We are used to thinking about globalisation as a phenomenon involving products. Economic liberals see it as a good thing, enabling the law of comparative advantage to improve the lives of people all over the world, and uniting nations in peaceful trade instead of sundering them in war. Their opponents on both the political left and right see it as a bad thing, impoverishing their own citizens as cheap goods flood in from “over there”.
Globalisation is not new. When in 1492 Columbus sailed the ocean blue, he kicked off a massive wave of globalisation, but it was neither the first nor the last. The phenomenon gathered pace in the decades following World War Two, as economies recovered from war, and new technologies reduced the cost of transport and communication. It accelerated further during the 1970s, as containerisation kicked in, and China adopted capitalism (in practice if not in name).
But two current technology trends look set to reverse the globalisation of manufacturing and exchanging products. 3D printing has been around for decades, but the lapse of key patents, and the improvements in their software mean that 3D printers are now ready for prime-time. They are being used to build cars, houses, toys, and spare parts for spacecraft. They are still searching for their killer app, and for better ability to use mixed materials, but it is clear that in coming years, many products which would have been manufactured abroad and shipped to a store near you will instead be printed in your own home, or at a neighbourhood 3D printing facility.
The other globalisation-reversing technology is automation. The prices of industrial robots are falling fast, and their safety and user-friendliness is increasing. The competitive advantage of China’s cheap labour is disappearing. It costs the same to buy a robot here as it does there. (China knows this, and is investing in industrial robots faster than anyone else, partly in a bid to make sure its fast-growing domestic consumer market is supplied by Chinese companies rather than foreigners.)
But while globalisation may be going into reverse in products, services are moving in the opposite direction.

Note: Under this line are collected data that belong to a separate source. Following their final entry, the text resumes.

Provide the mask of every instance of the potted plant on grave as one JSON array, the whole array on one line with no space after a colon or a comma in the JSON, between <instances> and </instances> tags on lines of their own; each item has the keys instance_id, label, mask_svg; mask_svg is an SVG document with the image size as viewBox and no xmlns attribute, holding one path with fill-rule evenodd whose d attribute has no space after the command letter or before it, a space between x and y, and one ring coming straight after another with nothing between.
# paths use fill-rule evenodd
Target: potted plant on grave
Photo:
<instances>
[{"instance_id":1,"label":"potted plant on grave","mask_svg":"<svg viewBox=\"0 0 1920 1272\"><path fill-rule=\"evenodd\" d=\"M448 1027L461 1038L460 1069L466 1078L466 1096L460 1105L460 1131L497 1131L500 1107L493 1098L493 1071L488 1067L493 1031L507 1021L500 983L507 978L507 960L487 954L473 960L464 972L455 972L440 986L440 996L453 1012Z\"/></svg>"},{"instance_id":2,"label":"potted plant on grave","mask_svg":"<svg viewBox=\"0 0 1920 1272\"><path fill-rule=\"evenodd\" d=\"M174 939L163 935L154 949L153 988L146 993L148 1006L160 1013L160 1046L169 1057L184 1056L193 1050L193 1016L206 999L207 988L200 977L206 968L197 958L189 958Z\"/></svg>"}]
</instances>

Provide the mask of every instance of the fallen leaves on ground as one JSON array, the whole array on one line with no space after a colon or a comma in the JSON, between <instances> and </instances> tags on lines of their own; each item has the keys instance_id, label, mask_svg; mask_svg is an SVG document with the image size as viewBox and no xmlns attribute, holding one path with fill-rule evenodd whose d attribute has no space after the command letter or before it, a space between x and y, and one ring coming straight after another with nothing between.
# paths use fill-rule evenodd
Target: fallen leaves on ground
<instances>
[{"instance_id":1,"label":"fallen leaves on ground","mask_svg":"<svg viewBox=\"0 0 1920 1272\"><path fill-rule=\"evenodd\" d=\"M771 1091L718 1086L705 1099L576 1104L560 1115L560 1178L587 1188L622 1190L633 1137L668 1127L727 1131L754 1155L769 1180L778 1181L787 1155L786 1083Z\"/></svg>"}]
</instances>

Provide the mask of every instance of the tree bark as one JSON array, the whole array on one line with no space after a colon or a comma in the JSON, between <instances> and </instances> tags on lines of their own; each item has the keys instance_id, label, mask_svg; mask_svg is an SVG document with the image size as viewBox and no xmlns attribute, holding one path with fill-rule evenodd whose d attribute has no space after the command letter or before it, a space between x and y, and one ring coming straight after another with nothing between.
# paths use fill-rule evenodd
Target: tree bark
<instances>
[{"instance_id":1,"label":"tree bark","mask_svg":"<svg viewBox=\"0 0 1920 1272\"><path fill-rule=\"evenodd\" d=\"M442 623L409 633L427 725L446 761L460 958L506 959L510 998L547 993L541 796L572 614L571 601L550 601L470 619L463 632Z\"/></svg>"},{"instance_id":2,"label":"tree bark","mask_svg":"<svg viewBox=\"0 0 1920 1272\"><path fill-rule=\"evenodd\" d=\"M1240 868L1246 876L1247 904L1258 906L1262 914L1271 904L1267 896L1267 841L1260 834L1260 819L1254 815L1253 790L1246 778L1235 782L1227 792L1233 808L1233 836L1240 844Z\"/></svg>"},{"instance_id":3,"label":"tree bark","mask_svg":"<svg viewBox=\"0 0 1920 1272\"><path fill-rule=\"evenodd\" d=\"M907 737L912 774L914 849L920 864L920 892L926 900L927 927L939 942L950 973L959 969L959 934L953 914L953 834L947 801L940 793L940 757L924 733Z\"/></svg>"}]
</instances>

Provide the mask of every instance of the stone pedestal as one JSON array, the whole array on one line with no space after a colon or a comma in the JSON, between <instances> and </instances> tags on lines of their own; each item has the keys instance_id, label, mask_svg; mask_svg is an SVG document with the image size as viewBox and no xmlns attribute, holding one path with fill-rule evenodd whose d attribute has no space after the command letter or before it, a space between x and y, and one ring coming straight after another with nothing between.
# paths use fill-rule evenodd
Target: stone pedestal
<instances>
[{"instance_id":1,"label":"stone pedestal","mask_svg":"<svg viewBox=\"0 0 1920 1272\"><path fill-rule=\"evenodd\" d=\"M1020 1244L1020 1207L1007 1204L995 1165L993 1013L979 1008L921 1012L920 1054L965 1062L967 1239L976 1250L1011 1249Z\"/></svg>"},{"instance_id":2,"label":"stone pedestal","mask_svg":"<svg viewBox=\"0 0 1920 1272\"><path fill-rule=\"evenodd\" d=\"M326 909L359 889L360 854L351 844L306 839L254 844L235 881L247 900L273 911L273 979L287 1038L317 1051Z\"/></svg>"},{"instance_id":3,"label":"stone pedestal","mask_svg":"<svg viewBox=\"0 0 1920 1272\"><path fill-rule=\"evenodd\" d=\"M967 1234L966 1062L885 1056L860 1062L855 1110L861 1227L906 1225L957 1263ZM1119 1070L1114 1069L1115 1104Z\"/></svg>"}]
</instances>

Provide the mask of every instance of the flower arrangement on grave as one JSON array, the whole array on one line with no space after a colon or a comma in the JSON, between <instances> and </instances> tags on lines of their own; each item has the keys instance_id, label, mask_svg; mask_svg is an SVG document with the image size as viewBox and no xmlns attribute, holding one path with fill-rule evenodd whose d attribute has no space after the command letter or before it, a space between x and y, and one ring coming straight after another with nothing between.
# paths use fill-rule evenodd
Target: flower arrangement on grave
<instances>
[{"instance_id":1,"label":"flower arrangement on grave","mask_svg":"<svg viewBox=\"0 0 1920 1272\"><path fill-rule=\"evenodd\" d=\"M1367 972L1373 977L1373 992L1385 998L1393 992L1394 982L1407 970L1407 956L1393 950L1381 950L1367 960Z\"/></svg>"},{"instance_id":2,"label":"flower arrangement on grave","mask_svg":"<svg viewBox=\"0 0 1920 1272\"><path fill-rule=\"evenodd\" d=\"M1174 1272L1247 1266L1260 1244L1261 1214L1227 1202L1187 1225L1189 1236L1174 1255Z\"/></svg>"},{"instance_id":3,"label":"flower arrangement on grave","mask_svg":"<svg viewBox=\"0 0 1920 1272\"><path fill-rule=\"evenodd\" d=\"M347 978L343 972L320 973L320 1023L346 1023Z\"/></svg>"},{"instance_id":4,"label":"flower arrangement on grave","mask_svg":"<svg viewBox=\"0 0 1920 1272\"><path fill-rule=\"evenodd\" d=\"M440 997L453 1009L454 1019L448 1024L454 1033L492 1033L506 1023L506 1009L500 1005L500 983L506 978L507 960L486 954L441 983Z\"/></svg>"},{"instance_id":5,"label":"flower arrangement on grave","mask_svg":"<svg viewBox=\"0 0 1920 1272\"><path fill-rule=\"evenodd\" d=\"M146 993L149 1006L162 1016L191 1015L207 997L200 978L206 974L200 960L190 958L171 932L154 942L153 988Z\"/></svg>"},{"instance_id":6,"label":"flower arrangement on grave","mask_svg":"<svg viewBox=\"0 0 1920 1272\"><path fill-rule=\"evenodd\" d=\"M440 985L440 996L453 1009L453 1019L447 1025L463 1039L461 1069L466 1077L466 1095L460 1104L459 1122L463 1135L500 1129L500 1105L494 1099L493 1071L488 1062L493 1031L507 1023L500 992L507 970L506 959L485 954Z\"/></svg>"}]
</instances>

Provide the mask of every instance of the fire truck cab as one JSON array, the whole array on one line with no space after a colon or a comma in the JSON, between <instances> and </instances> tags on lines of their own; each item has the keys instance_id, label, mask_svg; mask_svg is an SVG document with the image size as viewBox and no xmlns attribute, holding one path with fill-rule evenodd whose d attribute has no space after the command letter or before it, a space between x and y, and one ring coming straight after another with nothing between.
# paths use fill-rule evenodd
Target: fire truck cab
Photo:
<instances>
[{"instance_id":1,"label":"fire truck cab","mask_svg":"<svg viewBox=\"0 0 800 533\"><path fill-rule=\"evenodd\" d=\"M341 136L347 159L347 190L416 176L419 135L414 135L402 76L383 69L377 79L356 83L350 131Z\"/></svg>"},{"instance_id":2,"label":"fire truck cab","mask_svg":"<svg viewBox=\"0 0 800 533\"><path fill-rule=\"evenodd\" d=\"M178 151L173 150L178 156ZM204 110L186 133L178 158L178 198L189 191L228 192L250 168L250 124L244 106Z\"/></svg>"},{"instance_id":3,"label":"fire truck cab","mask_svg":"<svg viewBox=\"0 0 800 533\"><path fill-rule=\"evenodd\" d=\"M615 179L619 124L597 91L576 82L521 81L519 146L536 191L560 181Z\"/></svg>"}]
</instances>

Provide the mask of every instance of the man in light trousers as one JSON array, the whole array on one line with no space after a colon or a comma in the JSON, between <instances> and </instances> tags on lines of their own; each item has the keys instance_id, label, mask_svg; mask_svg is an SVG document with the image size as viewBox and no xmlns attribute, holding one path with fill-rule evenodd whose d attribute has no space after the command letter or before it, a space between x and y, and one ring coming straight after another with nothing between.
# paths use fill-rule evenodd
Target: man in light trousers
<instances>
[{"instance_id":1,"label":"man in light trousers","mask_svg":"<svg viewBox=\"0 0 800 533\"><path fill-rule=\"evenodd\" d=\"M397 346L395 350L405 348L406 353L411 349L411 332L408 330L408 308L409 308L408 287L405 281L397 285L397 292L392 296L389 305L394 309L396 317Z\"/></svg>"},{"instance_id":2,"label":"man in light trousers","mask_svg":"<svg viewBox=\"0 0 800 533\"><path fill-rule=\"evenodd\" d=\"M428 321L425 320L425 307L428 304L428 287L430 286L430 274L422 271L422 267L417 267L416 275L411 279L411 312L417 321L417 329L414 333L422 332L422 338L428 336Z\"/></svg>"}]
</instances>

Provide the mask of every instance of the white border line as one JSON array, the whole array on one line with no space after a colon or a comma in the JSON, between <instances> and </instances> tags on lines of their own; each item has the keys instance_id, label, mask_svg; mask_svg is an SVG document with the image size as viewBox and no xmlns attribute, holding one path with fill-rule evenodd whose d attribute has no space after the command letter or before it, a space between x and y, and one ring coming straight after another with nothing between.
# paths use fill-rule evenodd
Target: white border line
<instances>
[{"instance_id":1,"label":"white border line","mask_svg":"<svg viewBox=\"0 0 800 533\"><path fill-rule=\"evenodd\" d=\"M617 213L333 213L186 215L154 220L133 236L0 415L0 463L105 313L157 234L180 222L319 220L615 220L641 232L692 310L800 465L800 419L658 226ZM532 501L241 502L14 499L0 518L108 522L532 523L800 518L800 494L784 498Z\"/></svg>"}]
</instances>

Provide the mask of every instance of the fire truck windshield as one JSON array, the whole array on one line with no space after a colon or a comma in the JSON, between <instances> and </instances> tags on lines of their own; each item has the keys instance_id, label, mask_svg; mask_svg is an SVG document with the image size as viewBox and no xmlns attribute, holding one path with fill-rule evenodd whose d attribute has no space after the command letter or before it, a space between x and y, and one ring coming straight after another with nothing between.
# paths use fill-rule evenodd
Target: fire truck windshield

Traditionally, services have been local affairs: conceived, negotiated and transacted by people living in close proximity. With a few exceptions (in particular, some financial services) they have been too inexpensive to convey over large distances, and barriers which stood in the way included culture, and the cost and effectiveness of transport and communications.
These barriers are going or gone. The communications revolutions of the 20th century and the powerful global appeal of American culture have plastered a layer of global homogeneity over the world’s multitude of still-vibrant local cultures. Fast-improving bandwidth and interactivity in the internet means that services like media become ever easier to transmit around the world. Virtual reality will sharply accelerate that process.
Professional services like accounting and management consultancy can increasingly be delivered globally. E-commerce continues to take share from the High Street, and artificial intelligence is enabling healthcare and educational services to be delivered remotely, and globally.
As products de-globalise, services are globalising. Something to cheer both the champions and opponents of globalisation, then.